Tabula rasa in via della Stazione: dal sogno al massimo profitto

Caduta come un macigno la notizia del progetto muraltese per il fronte urbano sotto il Grand Hotel: comporta un deturpamento dell’agglomerato urbano

In sintesi:
  • La fusione è il sogno di molti locarnesi, ma la mentalità è quella che è
  • Nell'intero Ticino l'architettura dell'Ottocento fu eliminata dalle ruspe
  • L'ideologia del profitto ad ogni costo avvilisce, invece di emancipare, la condizione futura della gente
Giù tutto

A preoccupare non è una porticina che, spensierati, apriamo sul calendario dell’Avvento per rendere gioiosa l’attesa del Natale. È il progetto della "Tabula rasa" del fronte urbano di via della Stazione a Muralto, annunciata dalla ‘Regione’ nell’edizione del 1° dicembre. È stata una notizia, caduta come un macigno, a guastare l’innocente attesa di una delle più belle feste dell’anno. Riguarda un’intera città che si estende dal declivio della montagna e occupa la parte settentrionale del Delta della Maggia. La demolizione progettata sul fronte ovest di via della Stazione a Muralto comporta un deturpamento importante di un agglomerato urbano in cui ci si ostina a mantenere le baronie di Comuni separati, strumentali agli interessi e agli affari dei palazzinari.

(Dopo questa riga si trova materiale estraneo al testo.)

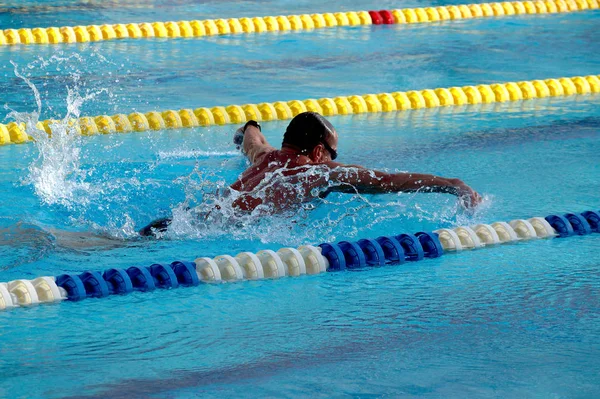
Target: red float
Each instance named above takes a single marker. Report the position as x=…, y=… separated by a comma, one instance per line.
x=387, y=17
x=376, y=18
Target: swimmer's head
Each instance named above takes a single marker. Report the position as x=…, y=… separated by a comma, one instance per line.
x=312, y=135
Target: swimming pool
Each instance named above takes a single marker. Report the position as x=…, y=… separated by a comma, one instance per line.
x=517, y=320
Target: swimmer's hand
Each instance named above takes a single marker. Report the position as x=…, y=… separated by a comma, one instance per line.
x=468, y=197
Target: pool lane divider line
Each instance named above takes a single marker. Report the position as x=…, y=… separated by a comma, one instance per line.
x=292, y=262
x=14, y=133
x=210, y=27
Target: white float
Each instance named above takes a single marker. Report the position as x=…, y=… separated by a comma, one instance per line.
x=251, y=265
x=313, y=259
x=542, y=227
x=229, y=268
x=294, y=261
x=523, y=228
x=272, y=264
x=23, y=291
x=449, y=239
x=486, y=233
x=47, y=290
x=5, y=298
x=207, y=269
x=468, y=238
x=505, y=232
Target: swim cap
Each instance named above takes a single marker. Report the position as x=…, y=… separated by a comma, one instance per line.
x=307, y=130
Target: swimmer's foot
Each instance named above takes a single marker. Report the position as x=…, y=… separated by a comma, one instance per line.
x=158, y=226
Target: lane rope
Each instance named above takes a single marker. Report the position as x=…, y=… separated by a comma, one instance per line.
x=344, y=105
x=210, y=27
x=292, y=262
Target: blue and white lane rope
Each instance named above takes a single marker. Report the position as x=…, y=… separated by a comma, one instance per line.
x=306, y=259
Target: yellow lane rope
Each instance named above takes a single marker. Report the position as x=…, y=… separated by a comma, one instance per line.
x=343, y=105
x=209, y=27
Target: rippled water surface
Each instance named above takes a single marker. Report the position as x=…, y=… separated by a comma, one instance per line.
x=516, y=320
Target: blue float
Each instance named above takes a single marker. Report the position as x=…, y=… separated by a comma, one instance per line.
x=561, y=225
x=580, y=225
x=394, y=253
x=413, y=250
x=373, y=252
x=334, y=256
x=164, y=276
x=431, y=244
x=73, y=286
x=118, y=281
x=355, y=258
x=185, y=272
x=95, y=286
x=141, y=279
x=593, y=218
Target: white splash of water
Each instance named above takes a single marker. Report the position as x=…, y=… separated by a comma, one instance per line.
x=183, y=154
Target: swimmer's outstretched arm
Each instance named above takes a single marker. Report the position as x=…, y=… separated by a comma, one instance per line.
x=255, y=144
x=367, y=181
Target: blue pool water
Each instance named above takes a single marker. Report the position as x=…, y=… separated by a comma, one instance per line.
x=511, y=321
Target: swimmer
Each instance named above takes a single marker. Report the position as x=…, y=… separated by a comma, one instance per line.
x=304, y=169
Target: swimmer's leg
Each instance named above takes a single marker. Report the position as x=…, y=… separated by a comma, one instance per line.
x=254, y=143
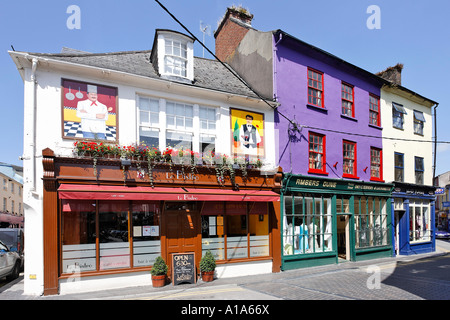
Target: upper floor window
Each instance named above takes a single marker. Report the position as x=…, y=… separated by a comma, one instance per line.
x=399, y=166
x=317, y=154
x=180, y=124
x=149, y=121
x=207, y=129
x=347, y=100
x=374, y=110
x=175, y=59
x=173, y=55
x=376, y=164
x=419, y=121
x=419, y=169
x=164, y=123
x=315, y=88
x=349, y=159
x=398, y=112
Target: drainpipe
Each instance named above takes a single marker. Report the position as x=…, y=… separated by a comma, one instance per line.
x=33, y=128
x=435, y=142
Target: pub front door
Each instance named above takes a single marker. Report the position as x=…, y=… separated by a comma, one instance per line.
x=183, y=232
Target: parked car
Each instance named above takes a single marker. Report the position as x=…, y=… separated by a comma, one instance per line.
x=441, y=233
x=13, y=238
x=9, y=262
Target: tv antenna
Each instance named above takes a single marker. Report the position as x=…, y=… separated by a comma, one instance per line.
x=205, y=29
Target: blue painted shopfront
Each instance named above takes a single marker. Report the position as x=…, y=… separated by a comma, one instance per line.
x=413, y=216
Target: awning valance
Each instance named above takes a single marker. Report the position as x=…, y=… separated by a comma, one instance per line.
x=102, y=192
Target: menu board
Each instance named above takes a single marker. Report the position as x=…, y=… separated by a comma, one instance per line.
x=183, y=268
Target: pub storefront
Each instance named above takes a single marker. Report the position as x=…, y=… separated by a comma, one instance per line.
x=325, y=221
x=112, y=220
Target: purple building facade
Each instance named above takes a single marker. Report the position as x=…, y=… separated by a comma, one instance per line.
x=330, y=101
x=334, y=203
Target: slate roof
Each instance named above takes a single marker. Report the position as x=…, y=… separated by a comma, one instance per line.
x=208, y=74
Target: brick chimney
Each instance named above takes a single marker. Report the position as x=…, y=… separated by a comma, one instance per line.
x=231, y=30
x=393, y=74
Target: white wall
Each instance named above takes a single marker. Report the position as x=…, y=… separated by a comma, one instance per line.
x=410, y=149
x=49, y=135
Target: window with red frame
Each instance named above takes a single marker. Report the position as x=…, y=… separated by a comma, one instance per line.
x=315, y=88
x=349, y=155
x=374, y=110
x=376, y=164
x=317, y=155
x=347, y=100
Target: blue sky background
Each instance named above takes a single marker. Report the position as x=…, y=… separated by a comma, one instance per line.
x=415, y=33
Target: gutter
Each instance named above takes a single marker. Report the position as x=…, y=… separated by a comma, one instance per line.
x=435, y=141
x=33, y=128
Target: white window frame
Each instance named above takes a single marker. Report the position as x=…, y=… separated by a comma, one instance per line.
x=183, y=65
x=166, y=128
x=148, y=126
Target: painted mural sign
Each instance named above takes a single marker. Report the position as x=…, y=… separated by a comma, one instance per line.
x=89, y=111
x=247, y=130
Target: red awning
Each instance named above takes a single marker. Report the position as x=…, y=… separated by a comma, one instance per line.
x=97, y=192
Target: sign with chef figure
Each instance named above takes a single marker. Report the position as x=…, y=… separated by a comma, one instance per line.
x=247, y=130
x=89, y=111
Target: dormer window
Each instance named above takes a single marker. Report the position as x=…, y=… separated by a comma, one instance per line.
x=173, y=55
x=175, y=59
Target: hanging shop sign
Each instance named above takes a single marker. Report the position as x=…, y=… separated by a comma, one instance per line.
x=183, y=268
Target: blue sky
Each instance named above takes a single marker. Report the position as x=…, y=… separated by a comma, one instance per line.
x=415, y=33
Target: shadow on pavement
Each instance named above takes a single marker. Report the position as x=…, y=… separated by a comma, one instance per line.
x=427, y=278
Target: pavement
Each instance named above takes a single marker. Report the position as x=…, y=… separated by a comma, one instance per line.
x=417, y=277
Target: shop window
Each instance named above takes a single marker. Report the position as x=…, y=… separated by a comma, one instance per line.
x=113, y=243
x=371, y=227
x=78, y=237
x=235, y=230
x=419, y=220
x=307, y=225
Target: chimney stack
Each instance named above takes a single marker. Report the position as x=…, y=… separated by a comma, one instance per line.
x=392, y=74
x=231, y=30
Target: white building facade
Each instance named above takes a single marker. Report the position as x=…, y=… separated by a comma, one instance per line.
x=188, y=100
x=408, y=162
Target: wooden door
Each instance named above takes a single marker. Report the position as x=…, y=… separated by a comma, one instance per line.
x=183, y=234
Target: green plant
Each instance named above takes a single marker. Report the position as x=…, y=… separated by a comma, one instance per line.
x=207, y=263
x=159, y=267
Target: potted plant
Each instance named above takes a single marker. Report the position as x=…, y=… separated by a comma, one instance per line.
x=159, y=272
x=207, y=266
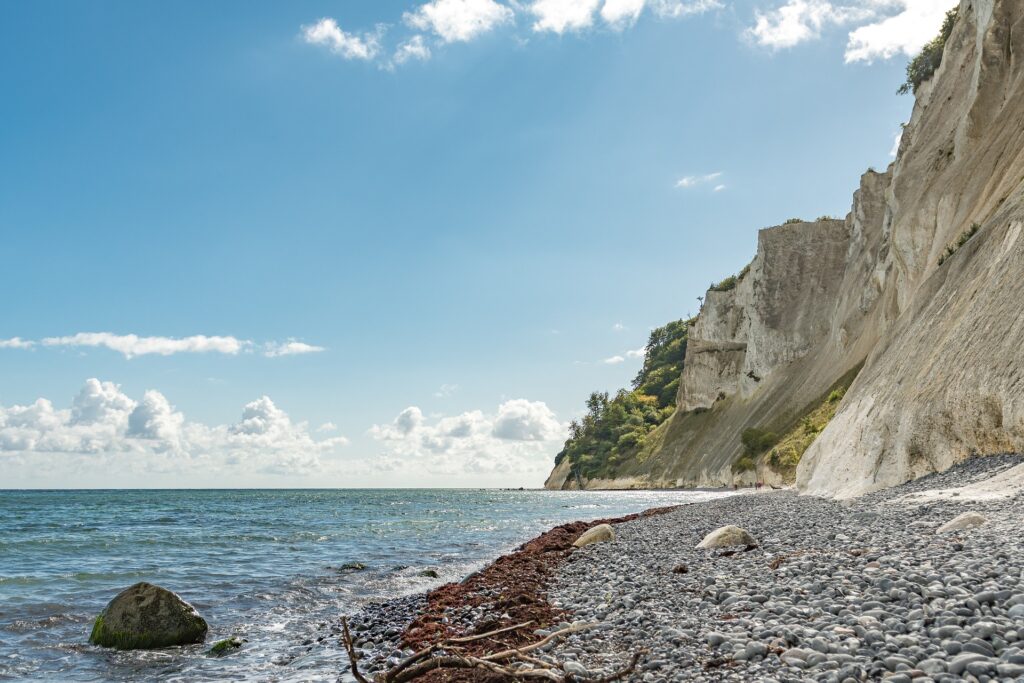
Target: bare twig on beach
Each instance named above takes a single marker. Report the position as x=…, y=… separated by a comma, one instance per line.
x=507, y=664
x=350, y=648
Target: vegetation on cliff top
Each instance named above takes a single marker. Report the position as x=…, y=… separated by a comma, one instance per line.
x=613, y=428
x=730, y=282
x=963, y=240
x=923, y=67
x=785, y=451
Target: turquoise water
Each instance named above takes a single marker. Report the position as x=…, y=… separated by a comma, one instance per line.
x=260, y=564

La fusione è il sogno della maggioranza dei locarnesi, tuttavia ostacolato da una mentalità già denunciata per quasi mezzo secolo da Piero Bianconi. L’autore dell’"Albero genealogico"(1969) definiva la città del delta abitata in genere da bottegai, volti esclusivamente al rozzo guadagno. Le numerose gru, visibili nel paesaggio, per quanto scriveva Bianconi da Minusio, marcavano come fari nel territorio i luoghi dove sorgevano nuove costruzioni a cementificare i declivi verdi della montagna. Erano simili a forche destinate alle impiccagioni degli ultimi segni della cultura del bello, dell’armonico e del rispetto dell’ambiente. Ricordiamo che questa nostra città, purtroppo ancora oggi frammentata, fu edificata nei suoi dettagli più pregevoli dalle visioni di fine Ottocento di Francesco Balli. Fondatore della Pro Locarno e sindaco dal 1896 al 1913, contribuì in modo decisivo a disegnare il volto moderno e seducente di Locarno e della regione circostante.

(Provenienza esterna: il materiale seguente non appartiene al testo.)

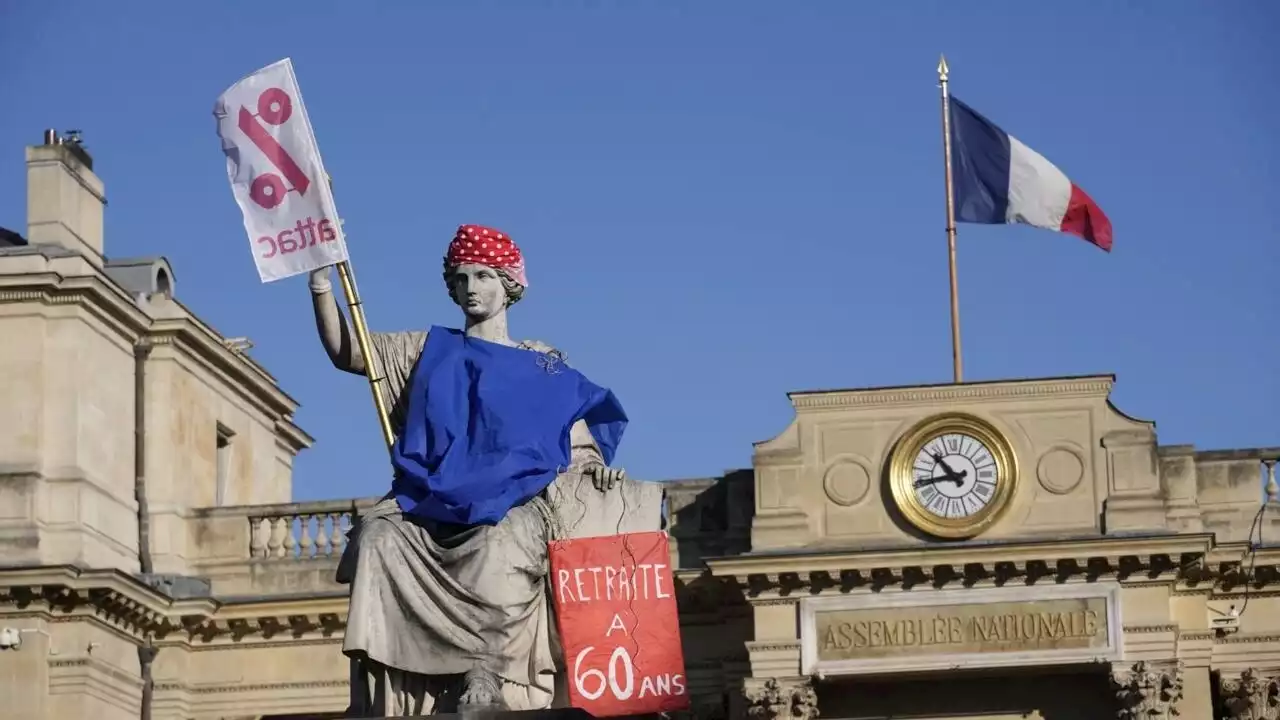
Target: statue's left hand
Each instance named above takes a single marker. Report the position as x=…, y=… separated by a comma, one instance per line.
x=604, y=477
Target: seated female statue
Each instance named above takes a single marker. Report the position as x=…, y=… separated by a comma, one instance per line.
x=448, y=572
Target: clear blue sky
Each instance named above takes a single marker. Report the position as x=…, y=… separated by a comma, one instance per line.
x=720, y=201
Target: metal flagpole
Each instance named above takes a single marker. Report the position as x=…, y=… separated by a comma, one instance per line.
x=373, y=368
x=956, y=364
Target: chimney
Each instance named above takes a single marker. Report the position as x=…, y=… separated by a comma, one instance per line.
x=64, y=197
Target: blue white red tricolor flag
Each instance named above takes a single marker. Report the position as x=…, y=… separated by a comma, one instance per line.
x=277, y=176
x=997, y=180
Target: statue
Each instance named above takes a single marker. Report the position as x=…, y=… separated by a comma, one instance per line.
x=449, y=606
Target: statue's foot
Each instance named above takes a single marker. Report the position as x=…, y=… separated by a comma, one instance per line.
x=481, y=689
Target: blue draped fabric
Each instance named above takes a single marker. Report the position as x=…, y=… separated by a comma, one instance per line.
x=488, y=427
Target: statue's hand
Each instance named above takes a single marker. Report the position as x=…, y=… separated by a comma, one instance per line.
x=319, y=281
x=604, y=477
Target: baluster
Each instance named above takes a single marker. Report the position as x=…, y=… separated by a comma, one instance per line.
x=305, y=536
x=324, y=548
x=338, y=538
x=275, y=543
x=291, y=541
x=257, y=537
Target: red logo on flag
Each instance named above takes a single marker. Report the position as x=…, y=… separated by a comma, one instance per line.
x=275, y=108
x=616, y=607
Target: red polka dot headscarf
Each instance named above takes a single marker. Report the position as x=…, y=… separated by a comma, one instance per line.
x=487, y=246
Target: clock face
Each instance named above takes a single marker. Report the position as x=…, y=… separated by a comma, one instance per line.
x=951, y=475
x=955, y=475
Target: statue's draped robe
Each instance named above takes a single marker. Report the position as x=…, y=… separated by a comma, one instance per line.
x=432, y=600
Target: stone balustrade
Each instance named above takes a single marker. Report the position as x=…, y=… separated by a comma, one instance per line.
x=263, y=550
x=301, y=531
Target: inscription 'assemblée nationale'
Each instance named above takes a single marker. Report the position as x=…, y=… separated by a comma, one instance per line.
x=1002, y=627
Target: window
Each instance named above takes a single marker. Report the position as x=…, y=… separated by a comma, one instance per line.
x=223, y=460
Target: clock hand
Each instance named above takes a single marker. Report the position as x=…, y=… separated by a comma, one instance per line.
x=950, y=474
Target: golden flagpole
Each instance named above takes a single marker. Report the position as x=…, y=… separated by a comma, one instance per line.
x=956, y=364
x=373, y=368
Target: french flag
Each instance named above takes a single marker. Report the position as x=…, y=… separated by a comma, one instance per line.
x=997, y=180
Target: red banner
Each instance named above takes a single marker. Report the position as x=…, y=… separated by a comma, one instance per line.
x=616, y=609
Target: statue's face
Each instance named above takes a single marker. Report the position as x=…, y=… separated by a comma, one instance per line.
x=478, y=290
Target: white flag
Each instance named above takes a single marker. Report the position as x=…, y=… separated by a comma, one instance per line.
x=277, y=174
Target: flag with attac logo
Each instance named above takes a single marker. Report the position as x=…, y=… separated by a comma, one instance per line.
x=277, y=176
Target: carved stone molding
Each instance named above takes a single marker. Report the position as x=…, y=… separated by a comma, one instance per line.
x=1252, y=696
x=782, y=700
x=1148, y=691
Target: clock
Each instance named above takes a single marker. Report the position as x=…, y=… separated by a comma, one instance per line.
x=951, y=475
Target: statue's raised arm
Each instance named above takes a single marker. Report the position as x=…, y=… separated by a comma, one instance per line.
x=336, y=335
x=498, y=445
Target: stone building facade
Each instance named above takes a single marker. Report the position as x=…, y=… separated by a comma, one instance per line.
x=152, y=565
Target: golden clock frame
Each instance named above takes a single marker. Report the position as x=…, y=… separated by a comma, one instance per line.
x=901, y=477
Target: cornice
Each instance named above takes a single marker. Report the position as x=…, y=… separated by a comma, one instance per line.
x=110, y=596
x=1143, y=559
x=1091, y=386
x=128, y=607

Gli obiettivi principali della veemenza distruttiva in città e nell’intero cantone furono le incantevoli ville ottocentesche. Quale esempio nel quartiere nuovo la villa "moresca", dello stile architettonico e ornamentale sviluppato in Europa dal XVIII secolo, ma soprattutto nel XIX secolo, a imitazione degli antichi mori di Spagna. Poi nel 1977 venne il momento di abbattere la Villa Leoncavallo di Brissago e più tardi, nello stesso comune, la storica demolizione del capolavoro di stile floreale e liberty: il Grand Hotel di Brissago dell’architetto Paolito Somazzi.

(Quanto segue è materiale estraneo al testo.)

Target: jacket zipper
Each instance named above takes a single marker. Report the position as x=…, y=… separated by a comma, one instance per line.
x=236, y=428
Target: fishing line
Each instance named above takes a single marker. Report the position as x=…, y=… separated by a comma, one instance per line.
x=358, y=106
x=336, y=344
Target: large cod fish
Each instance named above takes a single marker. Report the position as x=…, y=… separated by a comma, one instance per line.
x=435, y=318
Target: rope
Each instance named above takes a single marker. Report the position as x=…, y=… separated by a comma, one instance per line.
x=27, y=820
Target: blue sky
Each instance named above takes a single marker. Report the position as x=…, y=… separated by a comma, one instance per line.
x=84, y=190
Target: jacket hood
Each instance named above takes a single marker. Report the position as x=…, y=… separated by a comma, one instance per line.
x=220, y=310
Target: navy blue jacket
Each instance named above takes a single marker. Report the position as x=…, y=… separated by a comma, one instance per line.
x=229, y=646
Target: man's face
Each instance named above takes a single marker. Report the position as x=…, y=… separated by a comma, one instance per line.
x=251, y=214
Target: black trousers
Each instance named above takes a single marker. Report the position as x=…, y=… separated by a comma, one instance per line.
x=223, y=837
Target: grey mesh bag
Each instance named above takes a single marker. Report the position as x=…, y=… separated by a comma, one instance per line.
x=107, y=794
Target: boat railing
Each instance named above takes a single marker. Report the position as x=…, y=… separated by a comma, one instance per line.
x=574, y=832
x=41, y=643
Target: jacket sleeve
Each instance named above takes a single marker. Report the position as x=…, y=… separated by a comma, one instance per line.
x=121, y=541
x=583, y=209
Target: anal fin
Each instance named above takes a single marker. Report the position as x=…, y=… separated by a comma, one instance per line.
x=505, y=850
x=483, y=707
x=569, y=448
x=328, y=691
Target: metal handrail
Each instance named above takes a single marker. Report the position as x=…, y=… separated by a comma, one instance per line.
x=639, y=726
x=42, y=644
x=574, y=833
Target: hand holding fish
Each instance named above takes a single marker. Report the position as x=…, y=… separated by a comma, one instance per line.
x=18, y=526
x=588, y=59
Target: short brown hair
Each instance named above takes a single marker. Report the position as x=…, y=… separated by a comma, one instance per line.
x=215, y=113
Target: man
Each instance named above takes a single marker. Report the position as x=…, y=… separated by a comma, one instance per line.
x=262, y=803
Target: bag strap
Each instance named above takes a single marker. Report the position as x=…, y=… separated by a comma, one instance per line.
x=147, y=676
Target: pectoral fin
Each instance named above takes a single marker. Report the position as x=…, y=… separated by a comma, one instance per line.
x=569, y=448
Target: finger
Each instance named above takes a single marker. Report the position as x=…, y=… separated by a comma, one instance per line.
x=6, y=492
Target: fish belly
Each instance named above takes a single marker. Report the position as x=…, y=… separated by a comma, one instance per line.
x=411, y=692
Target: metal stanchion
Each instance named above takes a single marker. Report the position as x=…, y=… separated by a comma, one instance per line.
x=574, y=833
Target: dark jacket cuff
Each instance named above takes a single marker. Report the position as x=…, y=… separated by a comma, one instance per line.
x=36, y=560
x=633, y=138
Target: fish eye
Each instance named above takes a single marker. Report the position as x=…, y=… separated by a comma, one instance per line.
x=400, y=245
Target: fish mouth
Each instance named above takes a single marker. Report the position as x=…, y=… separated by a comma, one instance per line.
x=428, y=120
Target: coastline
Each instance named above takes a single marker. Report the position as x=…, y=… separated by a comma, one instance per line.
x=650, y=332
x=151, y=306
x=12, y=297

Nell’intero Cantone Ticino l’architettura dell’Ottocento fu eliminata dalle ruspe che, per precisione ed efficacia nell’annientamento di testimonianze preziose di una particolare epoca, non temono il confronto con i missili russi sull’Ucraina. Eppure, se consideriamo l’intera Europa, Dresda e la stessa Praga, meraviglie ottocentesche, rase al suolo dagli americani e dagli inglesi nella terribile guerra della prima metà del secolo scorso, furono accuratamente ricostruite seguendo nel dettaglio il modello e la struttura dell’edificio originale. Esemplare è stato il destino e l’esistenza stessa del Castello di Berlino. Danneggiato in maniera non irreparabile dai bombardamenti della seconda guerra mondiale, venne abbattuto nel 1950 per ordine del governo della neonata Repubblica Democratica Tedesca. Dopo un lungo dibattito, è infine stata decisa la ricostruzione, iniziata nel 2013 e completata nel 2020.

Tornando a Muralto, a confermare l’assunzione dell’ideologia del massimo profitto senza compromessi da chi finanzia il progetto vi è l’aggiunta, al piano superiore del nuovo edificio sul fronte di via della Stazione, la costruzione di decine di nuovi appartamenti. Il panorama che si presenterà ai ricchi ospiti, nel lusso del retrostante Grande Albergo Locarno sarà, al posto dell’arioso spettacolo degli attuali portici, una sequela di dozzinali appartamenti, costruiti sul modello imposto simile all’allevamento di polli in batteria. È questa una dimostrazione di come l’assunzione dell’ideologia del profitto ad ogni costo avvilisce, invece di emancipare, la condizione futura della gente.